Chapter-03 近くて遠い背中(2)


 ラヴウィズミー。ロジェールマーニュ。


 フジサワコネクトは掲示板にいない。瀬川迅一はぼんやりと遥かな背中を眺めた。

 俺は何をしているんだ。こんな不甲斐ない結果を、ダービー馬をこんな風に沈めてしまうなんて。

 焦りが募る。名手へ駆け上がっていく后子を見ている事しかできなかった。着順が出るまでなんとも言えないが、確実に六着以降──というのは体感でわかった。



(迅一……、迅一。ねえ、たまにはわたしの事もちゃんと見てよ)

「……コネクト?」


 瀬川は止まったまま、首をひねってこちらを見ているコネクトの頭を撫でながら必死になって考える。大きな瞳がじっと瀬川を見つめていた。

 勝つための方策。二度とこんな大敗を喫さないための戦法。レース選択。牝馬限定戦なら確実に勝てるか。いや、上には名牝たちがいる。この名馬を、ダービー馬となったこのフジサワコネクトという名馬をこれ以上──これ以上戦績に泥を塗るわけにはいかない。

 俺はどうすればいい。どうすれば、白綾后子に勝てる。


(……いやーっ!!)

「うわ!? ちょ、コネクト落ち着け、ぅおぁ……!!」

(早く降りて!! 嫌い!! もう嫌い、──迅一なんか嫌い!!)


 茂みに向かって突っ込んでいったコネクトは、体を振って思い切り植え込みに瀬川を放り投げた。係員と厩務員が慌てて捕まえに来る。植え込みから必死に抜け出して芝の上に戻った瀬川は、怒っているコネクトを刺激しないように少し距離を取った。

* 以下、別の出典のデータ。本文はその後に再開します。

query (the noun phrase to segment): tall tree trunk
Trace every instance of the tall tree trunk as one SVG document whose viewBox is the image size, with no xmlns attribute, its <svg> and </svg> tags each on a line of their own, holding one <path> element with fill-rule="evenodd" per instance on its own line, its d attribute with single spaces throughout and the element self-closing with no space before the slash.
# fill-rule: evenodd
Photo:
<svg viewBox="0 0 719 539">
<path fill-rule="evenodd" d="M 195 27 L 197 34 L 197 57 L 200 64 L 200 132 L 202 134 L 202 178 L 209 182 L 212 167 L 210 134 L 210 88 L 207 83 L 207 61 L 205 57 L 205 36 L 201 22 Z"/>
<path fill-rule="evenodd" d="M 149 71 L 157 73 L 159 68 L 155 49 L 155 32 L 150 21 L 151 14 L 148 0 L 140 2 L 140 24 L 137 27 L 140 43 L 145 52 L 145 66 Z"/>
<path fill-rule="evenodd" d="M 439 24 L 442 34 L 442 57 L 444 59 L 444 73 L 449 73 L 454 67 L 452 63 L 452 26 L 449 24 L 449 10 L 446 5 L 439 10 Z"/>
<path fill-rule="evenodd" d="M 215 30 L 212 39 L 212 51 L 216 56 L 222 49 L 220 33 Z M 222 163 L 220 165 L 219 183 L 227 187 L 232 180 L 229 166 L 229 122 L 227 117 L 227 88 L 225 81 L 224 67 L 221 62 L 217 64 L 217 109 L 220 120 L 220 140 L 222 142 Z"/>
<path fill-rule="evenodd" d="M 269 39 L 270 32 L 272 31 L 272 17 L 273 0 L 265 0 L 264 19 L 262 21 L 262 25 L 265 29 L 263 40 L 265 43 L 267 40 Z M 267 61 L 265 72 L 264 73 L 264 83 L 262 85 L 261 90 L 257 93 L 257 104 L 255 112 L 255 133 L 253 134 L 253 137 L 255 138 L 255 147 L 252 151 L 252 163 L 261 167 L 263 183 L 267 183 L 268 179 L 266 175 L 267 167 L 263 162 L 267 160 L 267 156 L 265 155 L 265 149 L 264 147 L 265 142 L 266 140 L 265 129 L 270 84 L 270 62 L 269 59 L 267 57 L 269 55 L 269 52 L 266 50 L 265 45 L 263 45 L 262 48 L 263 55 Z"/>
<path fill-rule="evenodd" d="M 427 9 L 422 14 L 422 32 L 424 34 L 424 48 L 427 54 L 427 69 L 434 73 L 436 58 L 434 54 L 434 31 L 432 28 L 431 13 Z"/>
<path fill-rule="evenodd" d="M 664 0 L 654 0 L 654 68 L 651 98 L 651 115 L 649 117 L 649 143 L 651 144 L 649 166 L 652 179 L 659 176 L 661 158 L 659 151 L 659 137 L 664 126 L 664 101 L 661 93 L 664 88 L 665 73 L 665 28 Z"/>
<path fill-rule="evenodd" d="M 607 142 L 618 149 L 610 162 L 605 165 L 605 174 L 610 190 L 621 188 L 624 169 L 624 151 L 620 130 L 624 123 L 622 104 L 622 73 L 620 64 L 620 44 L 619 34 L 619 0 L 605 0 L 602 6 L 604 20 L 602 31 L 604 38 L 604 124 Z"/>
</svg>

「どうしたんだよ、コネクト……。迅、怪我してないか?」

「すみません、大丈夫です。今日は不甲斐ない結果で申し訳ありません」

「気にすんなよ。そんな日もある。勝ったラヴウィズミーが強かった」


 それだけだよ、と厩務員は笑った。大人しく捕まっているコネクトは耳を絞って、何時でも瀬川を蹴り飛ばせるように臨戦態勢を取っている。よっぽど虫の居所が悪いのか、それとも何か気に障ることをしたのか──瀬川は思考を巡らせた。だが一向に答えは出ず、こちらを睨むフジサワコネクトから視線を逸らし、歩いていく厩務員について少し離れて歩いた。



(迅一の馬鹿。もう知らない。……もう、しらない)



 そんな声が、コネクトの後ろ姿から聞こえる気がした。





 ✤





「ヤナ。どうだよ、ロジェールマーニュは」


 ロジェールマーニュの調教師である国美道長は、馬装を片付けているその騎手に話しかけた。

 柳沢俊一。嘗て、ロジェールマーニュとラヴウィズミーの祖父馬であるシャルルを、無敗の三冠馬に押し上げた騎手である。

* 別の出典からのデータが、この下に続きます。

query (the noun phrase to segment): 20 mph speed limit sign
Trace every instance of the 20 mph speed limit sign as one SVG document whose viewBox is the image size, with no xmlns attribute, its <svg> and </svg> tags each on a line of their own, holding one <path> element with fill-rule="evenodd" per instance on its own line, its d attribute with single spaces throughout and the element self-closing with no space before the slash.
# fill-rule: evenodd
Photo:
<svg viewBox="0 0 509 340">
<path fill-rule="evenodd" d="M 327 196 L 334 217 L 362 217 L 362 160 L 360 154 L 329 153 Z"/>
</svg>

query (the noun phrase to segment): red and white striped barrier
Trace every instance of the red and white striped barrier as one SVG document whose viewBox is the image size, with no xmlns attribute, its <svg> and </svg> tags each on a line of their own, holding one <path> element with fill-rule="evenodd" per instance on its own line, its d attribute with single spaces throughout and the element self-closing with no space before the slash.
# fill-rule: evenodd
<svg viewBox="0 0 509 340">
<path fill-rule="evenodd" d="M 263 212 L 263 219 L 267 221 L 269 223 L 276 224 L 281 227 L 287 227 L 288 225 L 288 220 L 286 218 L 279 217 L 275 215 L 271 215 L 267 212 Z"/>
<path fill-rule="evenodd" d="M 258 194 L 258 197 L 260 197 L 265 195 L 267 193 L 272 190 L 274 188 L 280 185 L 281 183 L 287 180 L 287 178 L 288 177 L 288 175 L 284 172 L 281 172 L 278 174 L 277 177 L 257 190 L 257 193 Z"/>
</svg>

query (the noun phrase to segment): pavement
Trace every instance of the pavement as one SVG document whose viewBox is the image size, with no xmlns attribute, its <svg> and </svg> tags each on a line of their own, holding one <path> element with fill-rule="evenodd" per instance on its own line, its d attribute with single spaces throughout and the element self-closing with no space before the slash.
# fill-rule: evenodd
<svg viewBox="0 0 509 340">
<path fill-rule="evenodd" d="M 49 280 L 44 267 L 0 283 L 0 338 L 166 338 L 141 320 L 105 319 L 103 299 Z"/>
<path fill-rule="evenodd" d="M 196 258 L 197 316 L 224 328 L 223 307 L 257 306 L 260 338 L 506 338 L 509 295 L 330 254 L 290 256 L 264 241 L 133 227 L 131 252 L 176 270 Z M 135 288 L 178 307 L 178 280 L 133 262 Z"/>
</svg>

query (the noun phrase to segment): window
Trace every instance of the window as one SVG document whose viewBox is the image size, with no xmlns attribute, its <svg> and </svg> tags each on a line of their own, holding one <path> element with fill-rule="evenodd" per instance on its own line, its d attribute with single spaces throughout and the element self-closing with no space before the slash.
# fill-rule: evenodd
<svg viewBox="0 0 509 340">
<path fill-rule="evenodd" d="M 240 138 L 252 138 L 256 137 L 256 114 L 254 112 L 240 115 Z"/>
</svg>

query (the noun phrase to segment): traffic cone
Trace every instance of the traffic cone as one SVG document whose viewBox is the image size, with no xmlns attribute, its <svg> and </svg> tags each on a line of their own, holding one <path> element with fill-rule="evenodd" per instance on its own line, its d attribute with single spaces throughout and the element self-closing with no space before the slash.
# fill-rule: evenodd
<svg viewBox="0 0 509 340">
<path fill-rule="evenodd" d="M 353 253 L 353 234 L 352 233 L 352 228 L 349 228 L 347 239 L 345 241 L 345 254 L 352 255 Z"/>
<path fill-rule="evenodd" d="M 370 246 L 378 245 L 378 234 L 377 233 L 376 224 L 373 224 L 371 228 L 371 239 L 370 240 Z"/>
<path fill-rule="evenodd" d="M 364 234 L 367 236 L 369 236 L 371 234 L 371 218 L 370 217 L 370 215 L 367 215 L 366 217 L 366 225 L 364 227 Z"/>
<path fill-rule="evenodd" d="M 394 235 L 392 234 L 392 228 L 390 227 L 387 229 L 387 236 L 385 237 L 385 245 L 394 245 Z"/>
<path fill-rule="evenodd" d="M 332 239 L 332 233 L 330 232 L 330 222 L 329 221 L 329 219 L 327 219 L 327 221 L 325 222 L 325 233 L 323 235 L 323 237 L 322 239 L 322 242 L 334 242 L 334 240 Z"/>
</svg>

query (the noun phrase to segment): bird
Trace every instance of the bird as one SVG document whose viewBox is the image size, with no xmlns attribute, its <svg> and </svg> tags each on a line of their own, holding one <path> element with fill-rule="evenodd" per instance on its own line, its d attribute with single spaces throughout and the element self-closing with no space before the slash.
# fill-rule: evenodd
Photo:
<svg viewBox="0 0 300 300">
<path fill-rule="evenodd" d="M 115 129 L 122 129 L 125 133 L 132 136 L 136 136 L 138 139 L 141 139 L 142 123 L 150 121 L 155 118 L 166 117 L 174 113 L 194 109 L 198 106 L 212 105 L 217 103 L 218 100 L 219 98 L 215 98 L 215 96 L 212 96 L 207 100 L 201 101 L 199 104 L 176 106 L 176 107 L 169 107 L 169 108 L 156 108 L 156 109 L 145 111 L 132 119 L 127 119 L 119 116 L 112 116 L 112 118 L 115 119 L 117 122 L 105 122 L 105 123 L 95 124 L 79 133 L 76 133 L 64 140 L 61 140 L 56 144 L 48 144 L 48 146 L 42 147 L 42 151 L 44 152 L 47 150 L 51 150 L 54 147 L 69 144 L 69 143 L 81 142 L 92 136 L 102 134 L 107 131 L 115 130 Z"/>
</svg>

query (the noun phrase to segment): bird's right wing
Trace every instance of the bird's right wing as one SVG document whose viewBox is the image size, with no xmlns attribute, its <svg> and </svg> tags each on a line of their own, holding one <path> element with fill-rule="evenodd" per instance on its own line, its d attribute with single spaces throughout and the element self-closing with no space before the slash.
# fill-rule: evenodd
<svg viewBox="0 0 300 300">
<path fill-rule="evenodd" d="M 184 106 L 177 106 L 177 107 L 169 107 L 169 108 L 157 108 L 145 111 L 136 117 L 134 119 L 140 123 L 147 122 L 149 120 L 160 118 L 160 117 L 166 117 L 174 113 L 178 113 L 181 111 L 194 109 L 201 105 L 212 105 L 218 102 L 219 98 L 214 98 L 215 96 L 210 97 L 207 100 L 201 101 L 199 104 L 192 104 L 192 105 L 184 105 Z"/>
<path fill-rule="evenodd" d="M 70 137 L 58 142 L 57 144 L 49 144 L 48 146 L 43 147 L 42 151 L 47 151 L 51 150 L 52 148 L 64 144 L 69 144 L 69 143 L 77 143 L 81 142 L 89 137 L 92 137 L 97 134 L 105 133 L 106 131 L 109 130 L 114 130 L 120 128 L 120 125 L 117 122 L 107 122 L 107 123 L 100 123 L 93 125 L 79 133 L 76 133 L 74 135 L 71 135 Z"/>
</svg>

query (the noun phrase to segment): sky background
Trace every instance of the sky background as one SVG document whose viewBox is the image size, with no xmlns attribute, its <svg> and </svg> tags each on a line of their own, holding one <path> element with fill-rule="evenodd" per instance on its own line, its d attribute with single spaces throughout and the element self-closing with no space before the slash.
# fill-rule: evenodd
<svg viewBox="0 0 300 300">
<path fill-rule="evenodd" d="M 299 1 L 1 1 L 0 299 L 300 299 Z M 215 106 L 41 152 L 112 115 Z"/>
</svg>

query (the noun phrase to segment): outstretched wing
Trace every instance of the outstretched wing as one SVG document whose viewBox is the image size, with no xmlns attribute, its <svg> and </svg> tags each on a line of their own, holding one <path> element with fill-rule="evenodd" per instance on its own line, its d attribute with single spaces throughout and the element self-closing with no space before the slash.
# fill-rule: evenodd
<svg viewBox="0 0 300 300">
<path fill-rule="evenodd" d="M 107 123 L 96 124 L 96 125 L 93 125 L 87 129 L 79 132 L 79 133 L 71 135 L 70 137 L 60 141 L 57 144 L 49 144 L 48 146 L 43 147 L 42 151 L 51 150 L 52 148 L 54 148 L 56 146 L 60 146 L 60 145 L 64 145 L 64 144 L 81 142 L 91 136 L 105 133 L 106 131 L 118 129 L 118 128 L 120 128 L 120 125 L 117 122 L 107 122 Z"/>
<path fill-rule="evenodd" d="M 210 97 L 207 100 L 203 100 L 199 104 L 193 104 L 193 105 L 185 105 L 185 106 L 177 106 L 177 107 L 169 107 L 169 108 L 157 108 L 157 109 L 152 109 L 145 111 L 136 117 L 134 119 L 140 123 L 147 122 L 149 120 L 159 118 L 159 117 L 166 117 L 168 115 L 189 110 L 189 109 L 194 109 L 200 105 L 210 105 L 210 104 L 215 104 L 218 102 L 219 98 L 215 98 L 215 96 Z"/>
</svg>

 すこしこけた頬が病との戦いを表すようだった。黒髪はグレーになり、同い年の国美よりもかなり老けて見える。


「国美ちゃん……いやぁ……やばいね。強い馬だ。ひやひやしたよ」

「……お前には負けたがな。だが次の天皇賞・春はわかんねえぞ」

「そうだね。后子さんに『望むところです』って言われたし、きっとロジェールマーニュは天皇賞・春に来るだろうね。そうなったら神代さん、馬を出すのはシャルル以来じゃない? 勝てばそれも……シャルル以来の勝ちになる」


 柳沢はそんなことを言う。国美は驚いたように目を丸くして笑った。幼馴染にしかない空気が、わからない間合いが二人の間にはある。冬の冷たい空気が一瞬吹き込んだ。


「何だヤナ、お前。ロジェールマーニュに負けると思ってんのか?」

「まさか。勝つよ。これは仮定の話だろう? 勝敗はその時になってみないとわからないさ」

「ま、それもそうだ。………………おかえり、ヤナ」

「……うん。ただいま、国美ちゃん」


 国美は何も言わずにその場を去った。口元に緩やかな笑みを残してはいるが、心の奥には闘志が静かに燃えていた。次の舞台でロジェールマーニュとラヴウィズミーがぶつかったならば。


 勝つのは、俺たちだ。その決意が国美の心を燃やす。

 柳沢もまた────燃えていた。